Por seu caráter paradoxal e desestabilizador, essa travessia de Riobaldo no Grande

sertão: veredas dialoga com o descentramento do saber da contemporaneidade. No seu livro

A lógica do sentido, Deleuze reflete sobre o sentido como o devir-louco de um saber errante.

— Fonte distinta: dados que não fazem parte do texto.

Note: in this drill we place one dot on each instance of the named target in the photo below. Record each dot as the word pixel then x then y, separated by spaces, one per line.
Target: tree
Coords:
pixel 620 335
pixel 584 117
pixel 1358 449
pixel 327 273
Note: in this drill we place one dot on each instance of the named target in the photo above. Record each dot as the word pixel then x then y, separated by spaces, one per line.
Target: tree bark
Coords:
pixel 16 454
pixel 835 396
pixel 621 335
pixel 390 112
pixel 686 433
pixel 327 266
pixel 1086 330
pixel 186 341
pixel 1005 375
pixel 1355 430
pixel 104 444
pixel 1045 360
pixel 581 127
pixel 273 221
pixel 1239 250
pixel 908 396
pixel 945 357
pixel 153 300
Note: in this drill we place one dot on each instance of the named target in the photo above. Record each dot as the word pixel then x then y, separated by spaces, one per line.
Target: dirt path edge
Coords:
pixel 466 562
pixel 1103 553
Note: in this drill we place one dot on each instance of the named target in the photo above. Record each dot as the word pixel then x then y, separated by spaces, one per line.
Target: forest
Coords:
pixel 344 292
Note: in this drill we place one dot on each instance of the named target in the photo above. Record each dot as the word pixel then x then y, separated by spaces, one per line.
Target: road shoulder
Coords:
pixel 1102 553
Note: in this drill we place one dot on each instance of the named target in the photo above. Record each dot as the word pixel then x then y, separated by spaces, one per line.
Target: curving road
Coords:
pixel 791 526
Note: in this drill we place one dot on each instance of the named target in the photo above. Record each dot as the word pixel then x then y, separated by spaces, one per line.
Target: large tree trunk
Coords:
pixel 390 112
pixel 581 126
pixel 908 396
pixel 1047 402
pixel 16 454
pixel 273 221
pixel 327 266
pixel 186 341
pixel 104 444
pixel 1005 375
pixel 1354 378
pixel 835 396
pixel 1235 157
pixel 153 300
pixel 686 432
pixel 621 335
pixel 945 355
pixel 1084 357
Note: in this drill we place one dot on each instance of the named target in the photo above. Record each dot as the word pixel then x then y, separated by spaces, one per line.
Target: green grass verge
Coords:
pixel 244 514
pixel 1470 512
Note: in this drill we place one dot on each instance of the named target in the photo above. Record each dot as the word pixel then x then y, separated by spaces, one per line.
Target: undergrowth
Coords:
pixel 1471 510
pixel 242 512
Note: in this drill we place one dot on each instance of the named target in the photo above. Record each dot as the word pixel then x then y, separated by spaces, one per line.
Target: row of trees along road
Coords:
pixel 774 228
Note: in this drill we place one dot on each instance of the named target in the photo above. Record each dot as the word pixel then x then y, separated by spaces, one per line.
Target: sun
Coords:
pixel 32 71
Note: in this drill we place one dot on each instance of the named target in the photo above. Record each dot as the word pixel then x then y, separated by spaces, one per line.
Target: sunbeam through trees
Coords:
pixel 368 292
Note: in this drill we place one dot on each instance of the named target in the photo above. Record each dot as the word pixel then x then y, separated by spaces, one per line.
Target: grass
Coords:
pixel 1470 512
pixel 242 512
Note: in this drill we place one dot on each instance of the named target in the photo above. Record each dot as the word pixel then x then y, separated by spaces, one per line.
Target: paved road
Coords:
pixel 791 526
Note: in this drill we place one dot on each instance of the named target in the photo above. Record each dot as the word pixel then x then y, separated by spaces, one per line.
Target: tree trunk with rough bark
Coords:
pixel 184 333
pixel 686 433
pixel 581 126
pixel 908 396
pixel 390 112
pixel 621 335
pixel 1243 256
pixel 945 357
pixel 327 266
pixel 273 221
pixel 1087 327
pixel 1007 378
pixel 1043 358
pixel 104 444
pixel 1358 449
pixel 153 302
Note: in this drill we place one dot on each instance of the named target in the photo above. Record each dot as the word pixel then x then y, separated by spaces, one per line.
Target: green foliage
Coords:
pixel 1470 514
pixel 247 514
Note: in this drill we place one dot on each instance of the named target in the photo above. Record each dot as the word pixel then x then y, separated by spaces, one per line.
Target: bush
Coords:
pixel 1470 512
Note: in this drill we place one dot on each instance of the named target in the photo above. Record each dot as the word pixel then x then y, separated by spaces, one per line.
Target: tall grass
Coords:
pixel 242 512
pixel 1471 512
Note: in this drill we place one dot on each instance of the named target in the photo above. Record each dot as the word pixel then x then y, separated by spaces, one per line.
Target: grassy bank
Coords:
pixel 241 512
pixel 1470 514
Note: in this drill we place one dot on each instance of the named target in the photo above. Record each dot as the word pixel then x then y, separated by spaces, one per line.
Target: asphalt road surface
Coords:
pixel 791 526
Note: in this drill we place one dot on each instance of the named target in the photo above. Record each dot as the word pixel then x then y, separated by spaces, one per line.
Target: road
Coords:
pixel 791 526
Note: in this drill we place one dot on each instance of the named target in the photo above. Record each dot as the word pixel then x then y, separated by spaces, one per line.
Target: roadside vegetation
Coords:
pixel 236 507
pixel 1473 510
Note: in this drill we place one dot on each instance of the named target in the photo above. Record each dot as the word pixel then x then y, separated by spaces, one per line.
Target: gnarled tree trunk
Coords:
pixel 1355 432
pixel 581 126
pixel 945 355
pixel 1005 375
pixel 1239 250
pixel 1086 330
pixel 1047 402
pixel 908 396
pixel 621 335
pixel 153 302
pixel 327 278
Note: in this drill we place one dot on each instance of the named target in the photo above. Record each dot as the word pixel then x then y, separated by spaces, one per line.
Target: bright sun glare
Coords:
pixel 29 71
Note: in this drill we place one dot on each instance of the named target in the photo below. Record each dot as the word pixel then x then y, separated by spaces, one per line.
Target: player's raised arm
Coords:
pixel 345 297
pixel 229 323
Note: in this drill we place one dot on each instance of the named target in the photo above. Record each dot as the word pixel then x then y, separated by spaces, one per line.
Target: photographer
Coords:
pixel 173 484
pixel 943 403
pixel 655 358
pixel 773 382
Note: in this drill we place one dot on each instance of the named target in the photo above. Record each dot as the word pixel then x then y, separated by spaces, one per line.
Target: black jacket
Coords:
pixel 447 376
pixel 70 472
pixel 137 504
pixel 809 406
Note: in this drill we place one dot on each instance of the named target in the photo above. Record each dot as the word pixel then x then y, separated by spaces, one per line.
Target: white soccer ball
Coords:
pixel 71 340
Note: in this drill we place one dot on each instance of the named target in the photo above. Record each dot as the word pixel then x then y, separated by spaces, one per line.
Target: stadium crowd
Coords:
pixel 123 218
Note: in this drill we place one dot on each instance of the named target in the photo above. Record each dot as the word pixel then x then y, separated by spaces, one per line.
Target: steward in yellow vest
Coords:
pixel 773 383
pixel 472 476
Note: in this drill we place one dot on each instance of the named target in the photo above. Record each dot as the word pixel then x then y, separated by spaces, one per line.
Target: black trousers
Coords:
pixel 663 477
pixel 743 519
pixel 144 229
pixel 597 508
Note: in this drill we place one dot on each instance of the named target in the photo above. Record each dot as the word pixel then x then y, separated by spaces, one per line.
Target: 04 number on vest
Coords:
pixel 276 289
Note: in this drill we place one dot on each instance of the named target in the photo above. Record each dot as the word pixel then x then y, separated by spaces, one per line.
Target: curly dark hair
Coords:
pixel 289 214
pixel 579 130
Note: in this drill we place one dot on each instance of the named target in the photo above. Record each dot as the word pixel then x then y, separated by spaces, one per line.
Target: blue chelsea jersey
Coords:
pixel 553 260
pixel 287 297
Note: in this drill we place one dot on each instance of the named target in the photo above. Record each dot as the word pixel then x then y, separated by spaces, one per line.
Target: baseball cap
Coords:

De acordo com Deleuze, o sentido se dá no interior dos paradoxos, na tensão que esquarteja o

sujeito segundo uma dupla direção, já que o paradoxo é sempre nas duas direções ao mesmo

tempo. Esta dupla direção não pode ser resolvida numa síntese, pois nunca se é um dos lados

definidos da dualidade, mas sempre os dois, sempre este mover-se nesta fronteira que conduz

à multiplicidade dos devires.

Dispondo-se sempre no meio da travessia, o paradoxo nunca se detém num dos lados

da dualidade, negando, pois, a direção de um senso único. Com base nesse raciocínio,

Deleuze (2003, p.01) estabelece a diferença que separa os conceitos de “bom senso” e de

“paradoxo”: “O bom senso é a afirmação de que, em todas as coisas, há um sentido

determinável; mas o paradoxo é a afirmação dos dois sentidos ao mesmo tempo”. No

paradoxo não se trata mais de uma lógica alternativa e excludente, mas da simultaneidade do

E, na qual as direções se cruzam numa linha de fuga que faz emergir o devir das identidades

infinitas.

O E não é nem um nem o outro, é sempre entre os dois, é a fronteira, sempre há uma fronteira, uma linha de fuga ou de fluxo, mas que não se vê, porque ela é o menos perceptível. E no entanto é sobre essa linha de fuga que as coisas passam, os devires se fazem, as revoluções se esboçam. (DELEUZE, 1992, p.60).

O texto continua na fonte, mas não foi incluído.